Markorie Markorie - 10 months ago 20
SQL Question

Select distinct group of records only when all of the records' certain column is of a certain value

I have 8 records below:

ID | Common ID | Reject
AB-1 | AB | NULL
AB-2 | AB | YES
AB-3 | AB | NULL
BB-1 | BB | YES
BB-2 | BB | YES
BB-3 | BB | YES
CB-1 | CB | YES
CB-2 | CB | YES
DB-1 | DB | NULL

My expected result is:

ID | Common ID | Reject
BB-1 | BB | YES
CB-1 | CB | YES

I only want to obtain distinct records when the reject column is yes for all of the records with the same Common ID.

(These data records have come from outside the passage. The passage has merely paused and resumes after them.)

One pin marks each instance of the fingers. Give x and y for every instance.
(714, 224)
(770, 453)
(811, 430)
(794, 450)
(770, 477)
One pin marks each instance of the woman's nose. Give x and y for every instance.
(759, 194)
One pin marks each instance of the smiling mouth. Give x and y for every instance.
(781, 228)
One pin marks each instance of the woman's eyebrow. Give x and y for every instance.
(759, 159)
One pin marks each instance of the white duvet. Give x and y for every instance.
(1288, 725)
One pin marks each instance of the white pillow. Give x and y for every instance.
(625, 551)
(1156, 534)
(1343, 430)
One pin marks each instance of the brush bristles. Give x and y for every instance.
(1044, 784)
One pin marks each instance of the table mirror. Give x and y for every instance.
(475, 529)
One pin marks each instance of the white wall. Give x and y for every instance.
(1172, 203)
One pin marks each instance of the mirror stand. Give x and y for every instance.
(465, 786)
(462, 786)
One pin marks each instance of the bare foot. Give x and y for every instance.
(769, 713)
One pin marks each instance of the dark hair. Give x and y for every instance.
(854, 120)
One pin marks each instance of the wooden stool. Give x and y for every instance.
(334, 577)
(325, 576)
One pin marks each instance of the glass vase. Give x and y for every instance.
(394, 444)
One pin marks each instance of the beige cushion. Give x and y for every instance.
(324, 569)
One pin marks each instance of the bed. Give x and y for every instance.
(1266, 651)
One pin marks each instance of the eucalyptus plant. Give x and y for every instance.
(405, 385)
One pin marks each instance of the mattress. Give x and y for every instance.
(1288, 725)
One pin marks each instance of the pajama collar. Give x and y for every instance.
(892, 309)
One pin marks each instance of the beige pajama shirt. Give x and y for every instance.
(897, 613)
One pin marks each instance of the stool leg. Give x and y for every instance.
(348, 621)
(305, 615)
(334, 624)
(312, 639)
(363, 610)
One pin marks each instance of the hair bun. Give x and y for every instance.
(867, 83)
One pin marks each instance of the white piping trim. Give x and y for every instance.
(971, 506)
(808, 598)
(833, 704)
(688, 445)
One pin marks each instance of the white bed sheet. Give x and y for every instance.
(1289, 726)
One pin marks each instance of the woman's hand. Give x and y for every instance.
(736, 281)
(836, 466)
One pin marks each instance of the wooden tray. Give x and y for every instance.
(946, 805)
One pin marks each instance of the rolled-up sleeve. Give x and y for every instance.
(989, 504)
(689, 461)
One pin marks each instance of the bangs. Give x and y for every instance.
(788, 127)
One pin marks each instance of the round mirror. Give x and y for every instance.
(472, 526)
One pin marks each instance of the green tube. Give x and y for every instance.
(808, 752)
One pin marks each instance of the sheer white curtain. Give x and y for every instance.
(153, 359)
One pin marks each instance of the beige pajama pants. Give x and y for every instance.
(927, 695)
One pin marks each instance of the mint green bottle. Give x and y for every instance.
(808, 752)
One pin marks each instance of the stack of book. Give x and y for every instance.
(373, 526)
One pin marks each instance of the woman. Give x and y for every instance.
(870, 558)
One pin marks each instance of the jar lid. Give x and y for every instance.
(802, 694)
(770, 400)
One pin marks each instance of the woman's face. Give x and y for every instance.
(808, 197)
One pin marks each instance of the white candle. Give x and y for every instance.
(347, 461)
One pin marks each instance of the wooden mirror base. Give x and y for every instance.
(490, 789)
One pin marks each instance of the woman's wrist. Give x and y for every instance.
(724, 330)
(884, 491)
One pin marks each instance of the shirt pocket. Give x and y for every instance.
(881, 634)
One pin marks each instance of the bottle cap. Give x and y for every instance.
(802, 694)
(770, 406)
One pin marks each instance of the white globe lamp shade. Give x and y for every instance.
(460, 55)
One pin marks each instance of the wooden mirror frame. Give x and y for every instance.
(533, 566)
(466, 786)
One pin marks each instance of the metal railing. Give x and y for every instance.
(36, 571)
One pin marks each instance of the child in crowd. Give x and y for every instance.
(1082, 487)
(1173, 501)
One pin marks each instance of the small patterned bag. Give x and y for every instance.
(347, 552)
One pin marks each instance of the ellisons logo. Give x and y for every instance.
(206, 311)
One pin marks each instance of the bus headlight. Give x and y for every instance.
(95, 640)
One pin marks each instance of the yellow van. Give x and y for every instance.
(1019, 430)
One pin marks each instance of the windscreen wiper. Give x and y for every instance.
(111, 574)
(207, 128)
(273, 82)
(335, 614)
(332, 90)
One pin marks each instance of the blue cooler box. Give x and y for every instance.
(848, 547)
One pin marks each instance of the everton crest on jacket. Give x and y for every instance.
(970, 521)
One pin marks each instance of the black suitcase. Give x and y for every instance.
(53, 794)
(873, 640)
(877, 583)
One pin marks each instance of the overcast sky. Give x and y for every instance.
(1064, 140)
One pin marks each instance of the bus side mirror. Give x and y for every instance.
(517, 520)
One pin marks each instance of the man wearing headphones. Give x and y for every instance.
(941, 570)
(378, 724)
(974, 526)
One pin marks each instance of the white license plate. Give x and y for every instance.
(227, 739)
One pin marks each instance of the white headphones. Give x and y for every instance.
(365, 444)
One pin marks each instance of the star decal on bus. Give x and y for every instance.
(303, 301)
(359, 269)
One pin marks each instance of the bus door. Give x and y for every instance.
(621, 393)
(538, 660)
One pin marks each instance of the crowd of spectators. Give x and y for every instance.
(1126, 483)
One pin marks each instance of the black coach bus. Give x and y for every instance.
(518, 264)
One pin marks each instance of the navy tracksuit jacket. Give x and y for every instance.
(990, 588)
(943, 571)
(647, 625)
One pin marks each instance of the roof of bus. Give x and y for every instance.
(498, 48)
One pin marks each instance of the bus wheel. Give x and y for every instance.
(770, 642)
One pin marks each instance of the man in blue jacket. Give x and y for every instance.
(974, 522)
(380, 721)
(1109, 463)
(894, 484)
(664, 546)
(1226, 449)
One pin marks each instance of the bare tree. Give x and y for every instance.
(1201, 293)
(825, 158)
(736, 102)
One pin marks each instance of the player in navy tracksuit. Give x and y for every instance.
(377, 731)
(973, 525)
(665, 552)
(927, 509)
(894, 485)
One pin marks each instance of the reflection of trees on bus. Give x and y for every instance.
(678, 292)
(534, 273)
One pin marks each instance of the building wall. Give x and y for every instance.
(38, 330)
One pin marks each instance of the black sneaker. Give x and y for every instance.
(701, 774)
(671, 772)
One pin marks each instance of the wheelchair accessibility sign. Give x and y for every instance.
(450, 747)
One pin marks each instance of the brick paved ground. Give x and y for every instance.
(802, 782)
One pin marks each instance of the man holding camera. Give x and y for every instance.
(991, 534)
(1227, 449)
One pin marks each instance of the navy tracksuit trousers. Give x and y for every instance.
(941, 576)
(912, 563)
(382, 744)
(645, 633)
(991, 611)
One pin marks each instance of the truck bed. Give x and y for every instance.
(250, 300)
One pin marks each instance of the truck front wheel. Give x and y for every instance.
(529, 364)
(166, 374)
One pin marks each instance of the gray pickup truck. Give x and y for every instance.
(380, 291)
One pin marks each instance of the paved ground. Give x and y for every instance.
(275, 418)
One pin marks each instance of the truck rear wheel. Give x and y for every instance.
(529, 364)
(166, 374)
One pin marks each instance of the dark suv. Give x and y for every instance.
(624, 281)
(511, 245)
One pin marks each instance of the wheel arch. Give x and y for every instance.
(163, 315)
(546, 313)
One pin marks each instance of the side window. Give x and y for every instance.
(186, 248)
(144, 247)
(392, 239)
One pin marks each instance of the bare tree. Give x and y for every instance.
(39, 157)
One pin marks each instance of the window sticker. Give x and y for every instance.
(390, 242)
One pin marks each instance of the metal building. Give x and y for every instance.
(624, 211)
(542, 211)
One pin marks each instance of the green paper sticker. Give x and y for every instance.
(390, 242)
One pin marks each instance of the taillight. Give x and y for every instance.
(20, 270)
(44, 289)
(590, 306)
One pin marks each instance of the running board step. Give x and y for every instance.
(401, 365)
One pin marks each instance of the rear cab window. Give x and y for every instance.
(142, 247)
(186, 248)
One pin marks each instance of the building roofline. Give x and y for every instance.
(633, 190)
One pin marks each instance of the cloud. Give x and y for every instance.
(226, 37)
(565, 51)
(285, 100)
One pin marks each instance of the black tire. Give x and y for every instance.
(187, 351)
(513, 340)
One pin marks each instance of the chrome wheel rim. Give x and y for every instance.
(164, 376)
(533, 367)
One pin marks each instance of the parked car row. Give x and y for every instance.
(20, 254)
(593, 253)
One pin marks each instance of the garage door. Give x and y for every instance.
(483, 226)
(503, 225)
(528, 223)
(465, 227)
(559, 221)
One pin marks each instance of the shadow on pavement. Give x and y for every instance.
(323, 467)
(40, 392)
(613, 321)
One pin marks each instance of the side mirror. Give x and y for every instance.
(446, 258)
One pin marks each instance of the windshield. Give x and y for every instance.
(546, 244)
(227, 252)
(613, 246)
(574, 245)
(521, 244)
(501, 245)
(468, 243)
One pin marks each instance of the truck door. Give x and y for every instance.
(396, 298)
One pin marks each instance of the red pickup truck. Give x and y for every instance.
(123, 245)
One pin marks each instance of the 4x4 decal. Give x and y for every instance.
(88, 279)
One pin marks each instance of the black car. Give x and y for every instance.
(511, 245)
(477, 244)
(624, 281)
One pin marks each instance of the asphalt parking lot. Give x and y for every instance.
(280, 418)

select min(ID), [Common ID], max(Reject)
from tablename
group by [Common ID]
having count(*) = count(case when Reject = 'YES' then 1 end)

If a [Common ID] has the same number of rows as the number of YES, then return it!

The HAVING clause's count(*) returns the total number of rows for a [Common ID]. The case expression returns 1 if Reject = Yes, otherwise null. The right side count returns the number of rows where the case returns a non-null value (i.e. when Reject is yes!) When the same number of rows, HAVING is true!


In this specific case, when the Reject column's values seem to be either YES or NULL, the HAVING can be simplified as:

having count(*) = count(Reject)

However, if other values (like NO) later will be found in the column, this won't work. So I recommend the original HAVING clause!